But the group never claimed the attack, and neither the assassin nor the organisers had ever been found, with only suspected accomplices detained.
'We don't know anything'
Relatives of the slain politician, who at the time directly blamed Ennahda for the attack, were planning a press conference on Thursday and a candlelit vigil in central Tunis.
Speaking before the police raid on Monday, Belaid's widow Basma Khalfaoui accused Ennahda of hiding key documents in the murder inquiry and said she was expecting strong measures from a government of independents that replaced the Islamist-led administration late last month.
"We don't know anything (about what really happened). All scenarios are possible," she told AFP.
Activists have also called for a demonstration on Saturday, to mark the anniversary of Belaid's burial, when a general strike brought Tunisia to a standstill and tens of thousands turned out to pay homage to him.
Belaid's murder was followed by an intensification of violence between security forces and jihadist groups, with some 20 soldiers and police killed last year.
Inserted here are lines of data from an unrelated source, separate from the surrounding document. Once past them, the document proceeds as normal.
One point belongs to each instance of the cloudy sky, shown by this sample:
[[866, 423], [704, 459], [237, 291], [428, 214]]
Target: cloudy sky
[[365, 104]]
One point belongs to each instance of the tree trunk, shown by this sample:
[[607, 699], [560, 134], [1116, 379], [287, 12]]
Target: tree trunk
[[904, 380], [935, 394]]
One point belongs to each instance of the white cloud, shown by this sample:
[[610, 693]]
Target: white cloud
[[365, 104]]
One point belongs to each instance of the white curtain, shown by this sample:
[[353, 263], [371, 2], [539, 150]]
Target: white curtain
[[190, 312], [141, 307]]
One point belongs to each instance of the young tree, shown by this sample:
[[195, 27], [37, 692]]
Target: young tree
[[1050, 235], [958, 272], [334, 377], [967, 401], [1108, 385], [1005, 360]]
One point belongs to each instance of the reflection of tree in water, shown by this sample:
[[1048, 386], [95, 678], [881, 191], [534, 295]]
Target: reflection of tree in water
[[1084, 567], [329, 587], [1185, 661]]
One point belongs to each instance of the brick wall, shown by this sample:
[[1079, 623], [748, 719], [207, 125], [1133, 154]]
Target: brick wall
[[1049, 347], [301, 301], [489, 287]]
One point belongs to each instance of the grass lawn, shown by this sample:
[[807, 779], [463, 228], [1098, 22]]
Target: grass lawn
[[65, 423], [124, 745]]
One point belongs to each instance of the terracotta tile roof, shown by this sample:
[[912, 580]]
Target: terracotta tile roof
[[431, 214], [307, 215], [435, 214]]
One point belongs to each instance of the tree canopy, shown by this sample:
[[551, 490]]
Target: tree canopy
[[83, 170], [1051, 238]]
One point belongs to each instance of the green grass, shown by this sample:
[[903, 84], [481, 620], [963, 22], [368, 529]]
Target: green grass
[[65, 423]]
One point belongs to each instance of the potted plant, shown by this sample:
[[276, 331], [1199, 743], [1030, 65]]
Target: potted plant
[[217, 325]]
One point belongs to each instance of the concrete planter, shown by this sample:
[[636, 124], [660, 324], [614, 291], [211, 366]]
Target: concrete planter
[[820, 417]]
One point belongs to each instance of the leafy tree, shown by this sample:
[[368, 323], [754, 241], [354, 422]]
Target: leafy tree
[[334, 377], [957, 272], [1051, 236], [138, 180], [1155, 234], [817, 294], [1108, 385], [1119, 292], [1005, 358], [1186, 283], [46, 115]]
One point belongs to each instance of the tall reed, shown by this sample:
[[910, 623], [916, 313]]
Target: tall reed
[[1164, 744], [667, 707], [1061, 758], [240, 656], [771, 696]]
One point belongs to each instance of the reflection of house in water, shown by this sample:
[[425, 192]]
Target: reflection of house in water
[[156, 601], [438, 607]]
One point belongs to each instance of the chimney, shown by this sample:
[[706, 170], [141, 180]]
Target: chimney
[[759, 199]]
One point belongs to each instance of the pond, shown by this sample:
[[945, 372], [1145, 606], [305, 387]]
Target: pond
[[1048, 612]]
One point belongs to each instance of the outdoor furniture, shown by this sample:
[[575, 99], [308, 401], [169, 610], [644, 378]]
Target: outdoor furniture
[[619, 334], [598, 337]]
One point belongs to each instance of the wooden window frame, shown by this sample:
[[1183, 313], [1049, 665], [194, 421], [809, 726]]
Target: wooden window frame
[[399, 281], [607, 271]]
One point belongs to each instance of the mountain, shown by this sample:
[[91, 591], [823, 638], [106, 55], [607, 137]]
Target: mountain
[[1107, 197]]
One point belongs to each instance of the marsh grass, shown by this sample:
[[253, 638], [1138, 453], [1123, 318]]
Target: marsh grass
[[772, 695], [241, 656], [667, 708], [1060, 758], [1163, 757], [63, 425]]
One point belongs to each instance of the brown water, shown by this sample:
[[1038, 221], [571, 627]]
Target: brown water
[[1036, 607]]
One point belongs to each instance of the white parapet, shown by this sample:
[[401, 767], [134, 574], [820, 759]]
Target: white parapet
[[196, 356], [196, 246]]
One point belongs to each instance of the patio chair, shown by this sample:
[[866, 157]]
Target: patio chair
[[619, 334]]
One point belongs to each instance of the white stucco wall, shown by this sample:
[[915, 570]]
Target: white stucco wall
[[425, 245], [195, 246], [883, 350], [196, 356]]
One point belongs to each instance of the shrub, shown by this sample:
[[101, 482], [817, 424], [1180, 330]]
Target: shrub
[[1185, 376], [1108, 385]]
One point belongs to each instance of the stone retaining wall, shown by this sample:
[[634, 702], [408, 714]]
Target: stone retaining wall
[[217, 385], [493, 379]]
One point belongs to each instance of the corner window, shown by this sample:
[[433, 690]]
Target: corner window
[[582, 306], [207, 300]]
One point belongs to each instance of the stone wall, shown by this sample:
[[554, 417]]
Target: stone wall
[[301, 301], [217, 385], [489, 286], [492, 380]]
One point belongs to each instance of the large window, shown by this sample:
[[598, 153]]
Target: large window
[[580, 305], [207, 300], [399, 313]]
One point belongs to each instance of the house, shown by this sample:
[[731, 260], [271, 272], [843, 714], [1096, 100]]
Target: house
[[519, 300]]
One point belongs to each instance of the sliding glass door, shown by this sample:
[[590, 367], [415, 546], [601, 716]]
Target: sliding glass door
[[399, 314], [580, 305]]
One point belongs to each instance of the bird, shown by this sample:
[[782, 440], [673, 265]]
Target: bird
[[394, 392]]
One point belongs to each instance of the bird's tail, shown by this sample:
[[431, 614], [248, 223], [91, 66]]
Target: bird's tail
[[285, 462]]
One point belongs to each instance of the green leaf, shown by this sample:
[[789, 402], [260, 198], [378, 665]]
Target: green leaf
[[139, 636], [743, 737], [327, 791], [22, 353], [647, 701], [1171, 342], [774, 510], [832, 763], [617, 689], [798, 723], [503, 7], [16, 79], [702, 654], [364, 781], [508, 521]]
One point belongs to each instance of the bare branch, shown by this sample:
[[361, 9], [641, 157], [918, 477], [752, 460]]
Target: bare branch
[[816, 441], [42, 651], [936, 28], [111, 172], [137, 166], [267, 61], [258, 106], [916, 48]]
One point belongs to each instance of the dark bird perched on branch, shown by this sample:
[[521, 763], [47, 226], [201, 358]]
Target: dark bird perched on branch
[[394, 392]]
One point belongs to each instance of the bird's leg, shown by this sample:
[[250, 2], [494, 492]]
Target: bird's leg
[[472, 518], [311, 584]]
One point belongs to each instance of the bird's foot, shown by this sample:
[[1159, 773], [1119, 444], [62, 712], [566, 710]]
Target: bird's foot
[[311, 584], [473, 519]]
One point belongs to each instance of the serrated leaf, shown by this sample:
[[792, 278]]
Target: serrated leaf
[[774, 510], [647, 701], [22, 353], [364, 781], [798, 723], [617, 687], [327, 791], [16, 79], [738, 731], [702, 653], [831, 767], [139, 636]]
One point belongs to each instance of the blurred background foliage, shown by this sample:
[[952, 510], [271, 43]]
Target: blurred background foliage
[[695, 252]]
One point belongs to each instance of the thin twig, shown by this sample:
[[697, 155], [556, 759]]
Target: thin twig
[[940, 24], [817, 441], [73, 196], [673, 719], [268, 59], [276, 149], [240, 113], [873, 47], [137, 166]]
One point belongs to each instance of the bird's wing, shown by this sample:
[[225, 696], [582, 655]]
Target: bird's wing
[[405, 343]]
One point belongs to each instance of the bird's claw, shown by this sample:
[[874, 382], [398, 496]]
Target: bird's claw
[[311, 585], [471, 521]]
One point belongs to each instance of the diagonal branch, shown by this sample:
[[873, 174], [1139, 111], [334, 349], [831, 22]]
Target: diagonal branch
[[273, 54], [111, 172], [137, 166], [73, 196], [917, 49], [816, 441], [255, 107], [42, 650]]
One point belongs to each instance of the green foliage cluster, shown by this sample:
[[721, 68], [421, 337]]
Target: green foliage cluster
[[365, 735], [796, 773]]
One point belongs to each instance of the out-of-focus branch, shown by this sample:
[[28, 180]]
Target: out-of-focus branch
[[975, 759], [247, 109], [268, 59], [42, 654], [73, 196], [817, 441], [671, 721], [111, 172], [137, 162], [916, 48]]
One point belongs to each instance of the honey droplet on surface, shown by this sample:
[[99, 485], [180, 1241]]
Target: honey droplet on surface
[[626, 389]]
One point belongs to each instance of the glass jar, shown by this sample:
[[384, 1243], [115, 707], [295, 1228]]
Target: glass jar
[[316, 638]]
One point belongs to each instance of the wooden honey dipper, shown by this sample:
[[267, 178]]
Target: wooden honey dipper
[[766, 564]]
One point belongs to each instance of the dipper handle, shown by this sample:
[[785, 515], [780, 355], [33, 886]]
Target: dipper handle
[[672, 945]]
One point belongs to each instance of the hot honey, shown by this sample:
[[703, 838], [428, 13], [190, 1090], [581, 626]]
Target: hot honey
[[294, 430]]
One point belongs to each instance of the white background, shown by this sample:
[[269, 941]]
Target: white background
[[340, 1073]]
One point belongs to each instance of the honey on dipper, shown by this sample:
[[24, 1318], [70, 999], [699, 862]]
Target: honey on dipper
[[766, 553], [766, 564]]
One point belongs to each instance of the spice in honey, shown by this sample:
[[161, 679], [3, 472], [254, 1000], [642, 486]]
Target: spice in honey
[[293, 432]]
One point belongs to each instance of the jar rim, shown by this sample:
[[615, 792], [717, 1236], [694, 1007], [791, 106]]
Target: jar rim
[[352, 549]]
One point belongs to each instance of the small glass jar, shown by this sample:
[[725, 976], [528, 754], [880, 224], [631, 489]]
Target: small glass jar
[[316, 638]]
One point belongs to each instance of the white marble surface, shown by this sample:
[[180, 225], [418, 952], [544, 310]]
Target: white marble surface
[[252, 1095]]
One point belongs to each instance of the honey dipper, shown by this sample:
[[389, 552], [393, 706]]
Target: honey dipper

The opposition seized upon his assassination as proof that Ennahda had failed to contain militant Islamist groups suppressed under veteran strongman Zine El Abidine Ben Ali, who was ousted in the 2011 uprising.
Ennahda's then prime minister Hamadi Jebali tried to form a cabinet of technocrats in a bid to end the crisis, but failed to do so in the face of opposition from his party and finally resigned.
Opposition parties were furious at the appointment of another Islamist, Ali Larayedh, to replace Jebali, a choice that deepened political divisions, especially after the assassination on July 25 of opposition MP Mohamed Brahmi, also by suspected jihadists.
Ennahda, which won Tunisia's first free elections in October 2011, continued to insist on its right to lead the coalition government.
But last month, under a hard-won agreement to end the political turmoil, it finally ceded power to the government of technocrats headed by premier Mehdi Jomaa and tasked with leading the country to fresh elections.